Dignity is a measure of what you are willing to receive. At the deepest level, self-esteem is related to our sense of entitlement.
Self-esteem implies embracing our true self, whose essence is pure love.
You are already worthy since your thoughts related to your self-esteem do not constitute your true self. These are made up stories that don’t show who you are below the surface. They are made-up narratives, sourced from well-meaning people, and were never theirs to begin with.
I appreciate that it can be difficult to understand, but with enough attention you will realize that your unworthiness is a made-up script not worth considering.
“The most dangerous stories we make up are the narratives that diminish our inherent worth. We must reclaim the truth about our kindness, divinity, and creativity,” says author Brené Brown in Rising Strong.
To reclaim our value, we must acknowledge our faults and insecurities, knowing that they are a facet of who we are.
Your dignity is a call to honor yourself completely and not focus on the aspects that take away your power.
I remember working in a men’s luxury shoe store as a young adult and discovering the imperfections in leather shoes. Customers flocked to buy shoes with minor flaws, blamed on animals grazing against barbed-wire fences or trees. This exhibited the true character of the skin replete with natural flaws.
Similarly, her scars and blemishes are not something to cower from, but to embrace as the totality of her being. Brazilian author Paulo Coelho states: “Be proud of your scars, they speak louder than the sword that caused them.”
Nobody is perfect, not even the most enlightened being. Our earthly way of life gives rise to the evolution into the person we wish to become. This means that our insecurities and negative attributes have the potential to transform into gifted characteristics.
Low self-esteem is evident in others when a compliment is paid to them. Some will give thanks, while others will reject it because they can’t take praise. This small gesture alone communicates the individual’s ability to receive.
Furthermore, our ability to receive and give love determines our self-esteem. If we are not used to receiving abundance, whether in the form of compliments, love, compassion, kindness, or otherwise, we limit our ability to improve our self-esteem.
“We increase our value when we adopt the conditions that improve self-esteem,” says Dr. Mario E. Martínez in The MindBody Code: How to Change the Beliefs That Limit Your Health, Longevity, and Success.
Beyond achieving our dreams or achieving success, our greatest triumph results from accepting our worth.
You are worthy because you are the representation of abundance. Your genetic expression, talents and gifts are the highest form of abundance. It is up to you whether you accept these gifts and use them correctly.
In the same way, you enrich your self-esteem by recognizing your worth to receive. I invite you to let go of the limiting beliefs that claim you are worthless.
Such thoughts are not conducive and harm your personal growth. Instead, we replace them with empowering thoughts.
We must update our thoughts, similar to updating computer software so that it works efficiently without a virus affecting its performance.
While I appreciate that the computer analogy is a simple metaphor, it highlights that when we let go of undesirable beliefs, we create a fulfilling life without stories that no longer serve us.
Author Brené Brown states once again: “One of the obvious things about living wholeheartedly is that you either go into your story and own your truth, or you live outside your story, fighting for your worth.”
To accept your worth, stop playing the victim and forgive yourself and others.
Every experience, good or bad, has brought you to this point in time, so even the words on this screen are orchestrated to guide your personal transformation.
Rest assured, you don’t need to accumulate more thoughts to validate your self-worth. Instead, let go of who you think you are to allow your authentic self to come out.
For change to occur, we must accept our current circumstances unconditionally.
Think of an auto restorer who buys a dilapidated vehicle to refinish it. His thoughts are fixed on the final transformation of the car, rather than its current state.
I invite you to take the same consideration and accept every facet of your life with conviction. I am not asking you to enjoy your current circumstances, but rather to accept reality in order to create the life you deserve.
You are worthy of love because the conditions that contributed to your conception were conceived out of love.
Up to a certain age, you rarely questioned your self-esteem.

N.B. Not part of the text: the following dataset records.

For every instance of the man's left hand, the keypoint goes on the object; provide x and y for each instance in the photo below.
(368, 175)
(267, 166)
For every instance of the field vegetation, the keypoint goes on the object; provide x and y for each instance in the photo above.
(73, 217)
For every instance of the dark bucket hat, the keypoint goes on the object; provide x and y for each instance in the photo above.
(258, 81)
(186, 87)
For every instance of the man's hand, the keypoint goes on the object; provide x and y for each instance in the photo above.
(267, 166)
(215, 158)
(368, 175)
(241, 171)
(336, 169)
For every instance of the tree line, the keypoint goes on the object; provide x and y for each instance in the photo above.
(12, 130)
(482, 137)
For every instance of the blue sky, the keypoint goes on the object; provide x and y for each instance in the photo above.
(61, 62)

Although, with the passage of time you assumed the opinions of other people and understood them as your own.
To own your worth, make it a priority to embrace every facet of who you are. Avoid focusing on your negative qualities, but appreciate that they are an evolving facet of who you are. There will come a time when you will look back and see how useless it was to focus on your negative characteristics.

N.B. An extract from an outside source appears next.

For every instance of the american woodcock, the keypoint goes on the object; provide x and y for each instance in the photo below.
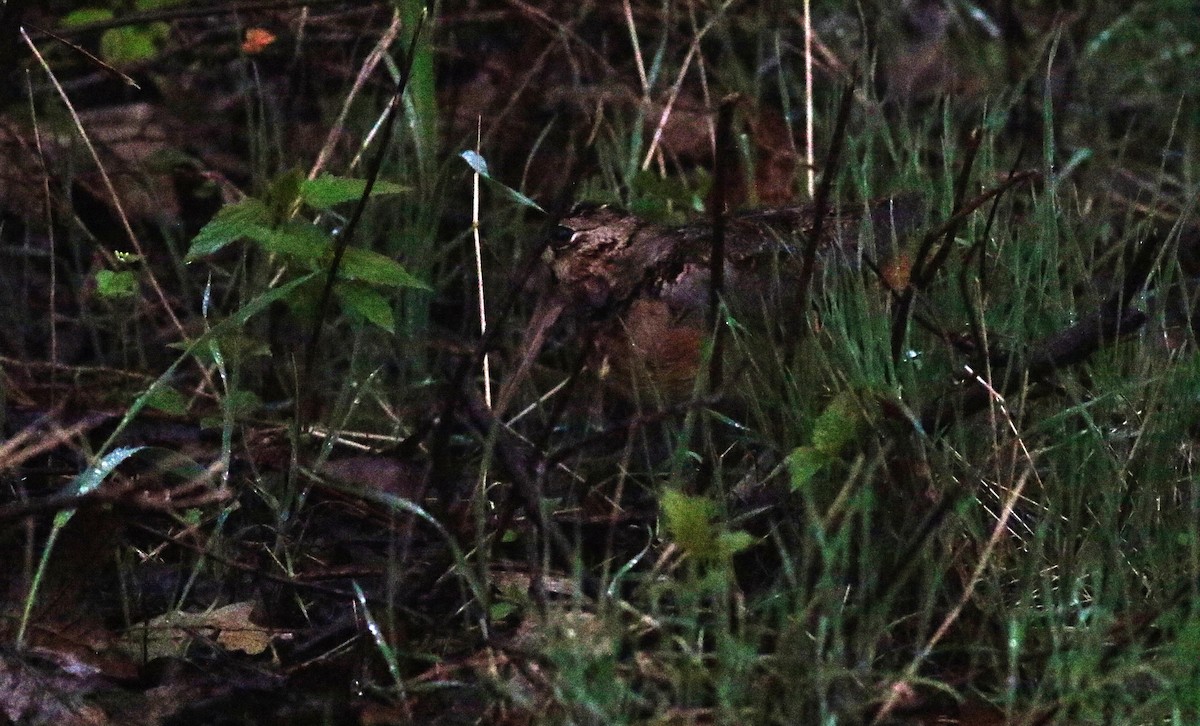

I often hear people declare how worthy they will feel once they have, “Insert thing, person, or life form here.” You will never be worthy even with an excess of money or love, if you carry your unworthiness like a bag.

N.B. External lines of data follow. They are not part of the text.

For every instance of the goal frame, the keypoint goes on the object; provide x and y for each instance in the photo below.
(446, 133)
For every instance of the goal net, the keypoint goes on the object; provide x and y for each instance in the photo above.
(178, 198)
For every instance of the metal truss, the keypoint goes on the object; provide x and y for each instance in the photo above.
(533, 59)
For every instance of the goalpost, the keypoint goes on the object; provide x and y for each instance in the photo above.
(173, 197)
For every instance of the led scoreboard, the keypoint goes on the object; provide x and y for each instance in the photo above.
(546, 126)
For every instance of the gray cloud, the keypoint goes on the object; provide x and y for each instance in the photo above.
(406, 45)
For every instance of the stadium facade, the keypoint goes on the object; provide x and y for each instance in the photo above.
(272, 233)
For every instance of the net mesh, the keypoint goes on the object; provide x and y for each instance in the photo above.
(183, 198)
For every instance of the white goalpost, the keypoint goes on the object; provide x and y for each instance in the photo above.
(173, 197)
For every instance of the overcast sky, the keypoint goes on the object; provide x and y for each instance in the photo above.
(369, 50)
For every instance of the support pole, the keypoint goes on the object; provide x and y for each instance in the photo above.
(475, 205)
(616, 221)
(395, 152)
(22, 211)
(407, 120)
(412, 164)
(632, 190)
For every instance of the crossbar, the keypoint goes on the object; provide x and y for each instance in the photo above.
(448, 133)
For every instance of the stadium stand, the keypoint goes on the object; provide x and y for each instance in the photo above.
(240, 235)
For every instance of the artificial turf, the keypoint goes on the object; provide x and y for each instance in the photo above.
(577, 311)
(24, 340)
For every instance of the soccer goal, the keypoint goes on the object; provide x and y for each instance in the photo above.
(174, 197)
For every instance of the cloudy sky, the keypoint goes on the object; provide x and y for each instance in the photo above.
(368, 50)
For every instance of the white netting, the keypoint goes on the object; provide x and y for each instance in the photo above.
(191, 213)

Unworthiness is a virus that infects our spirit and suffocates our potential.
We must eliminate the virus by viewing it as a obscuring veil of deception that robs us of our authenticity.
I want to leave you with a passage from the book by Brené Brown strong increase that captures the spirit of embracing our dignity.
“I define living wholeheartedly as engaging in our lives from a place of dignity. It means cultivating the courage, compassion, and connection to wake up in the morning and think: No matter what’s done and what’s left to do, I’m enough.”
After all, under suffering you are worthy because you are enough just with your presence.